The Negev Brigade's Memorial

The memorial for the Negev Brigade which overlooks Beer-Sheva - the capital of the Negev - commemorates the deeds of the Palmach's Negev Brigade during the Independence War.

The Negev Brigade was formed in March 1948, under the command of Nahum Sarig . Its force eventually consisted of 4 Palmach battalions. Initially it was given the difficult task of securing the road between the north and the Negev and guarding the water pipe-line to the Negev. On May 15th, the Egyptians crossed the border with the aim of reaching Tel Aviv. They attacked Kfar Darom and Nirim but were repulsed. Later they moved north and set their headquarter in Majdal (the town of Ashkelon today), captured Yad Mordechai, but failed in their attack on Be'erot Yitzhaq and from then on, the initiative passed from their hands. However, the Israeli operation aimed at clearing the road to the Negev failed, and as the second truce came into force, the Negev was still cut off.

At that time, Yigal Allon became the commander of the Southern Front. He was joined by Yitzhaq Rabin who became the front's operations officer. The Southern Front comprised initially the Negev and Givati brigades. The Negev Brigade was temporarily moved north, but in October it went back south and took part in Operation Yoav to reopen the road to the Negev and capture Beer-Sheva. This was followed by the reopening of the road to Sedom and the taking of the Egyptian's Bir Asluj - Nizana (then Uja) line (Operation Khorev; the advance was actually deeper into Sinai, to Abu Agila near El Arish, but political pressure forced a withdrawal). The Negev and Golani brigades then went on to capture Eilat (Operation Uvda), thus achieving their objective to liberate the Negev "from sea to sea".

About the memorial: the desire to provide a tangible memorial to those who fell in Israel's wars gave sculpture a new impetus from the 1960s on, and many monuments, primarily nonfigurative, were introduced into the Israeli landscape. The Negev Brigade Memorial is one of the best examples of this genre.
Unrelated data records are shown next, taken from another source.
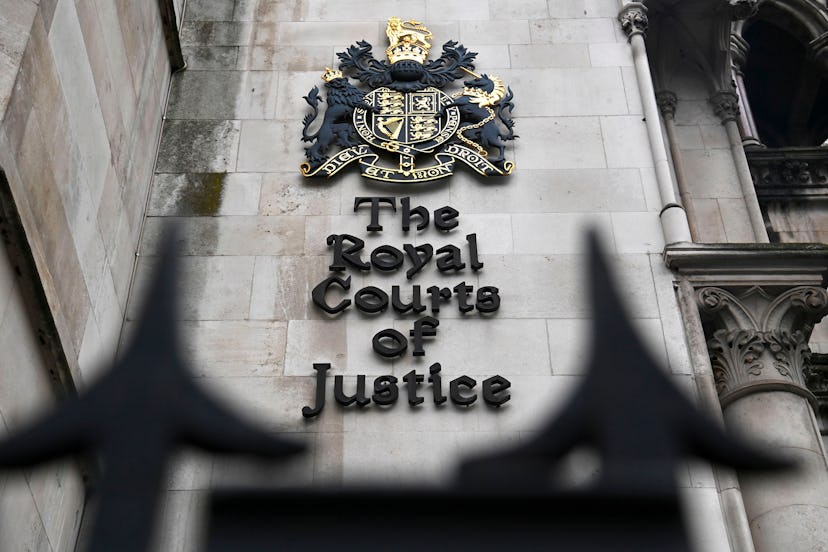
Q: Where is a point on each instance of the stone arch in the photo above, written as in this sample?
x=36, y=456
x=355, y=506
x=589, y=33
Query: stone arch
x=786, y=72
The architect-sculptor, Danny Caravan, sought to create something more than just a memorial to the fallen. Caravan designed the monument to illustrate the story of the Negev Brigade and the besieged Negev settlements. He achieved this by including in the memorial structures which are imitations of a water tower, shells, a Palmach tent, a look-out post inside a communications trench, a bunker, a well, a water supply line, acacias and a serpent-shaped building which symbolizes the defeated Egyptian army. He wanted to create a memorial that would not merely be a piece of sculpture, but would be a happening' in which the visitor could take part. Thus the monument is made up of sculptured forms which one can climb over or wander through. The visitor doesn't simply stand to one side to admire, but walks through the memorial, goes up and down and looks into every corner to see what is hidden there.

The monument is made of rough grey concrete, which blends well with its surroundings. From a distance, it looks like a tiny Negev settlement standing out in the bare desert. Its walls are inscribed with excerpts from the Brigade's diary, and items of poetry and prose especially composed by Chaim Gun and Natan Shacham.

In the centre of the monument is the memorial dome, where the names of the Brigade's fallen are recorded, and where the Memorial Light is located. On the eastern wall are inscribed the words "To all who visit here - you have reached the Negev, a part of the country hallowed by our fathers".

The stamp was issued in 1986 to commerorate Israel Memorial Day (Yom Ha'Zikaron). Designer: R. Dayagi.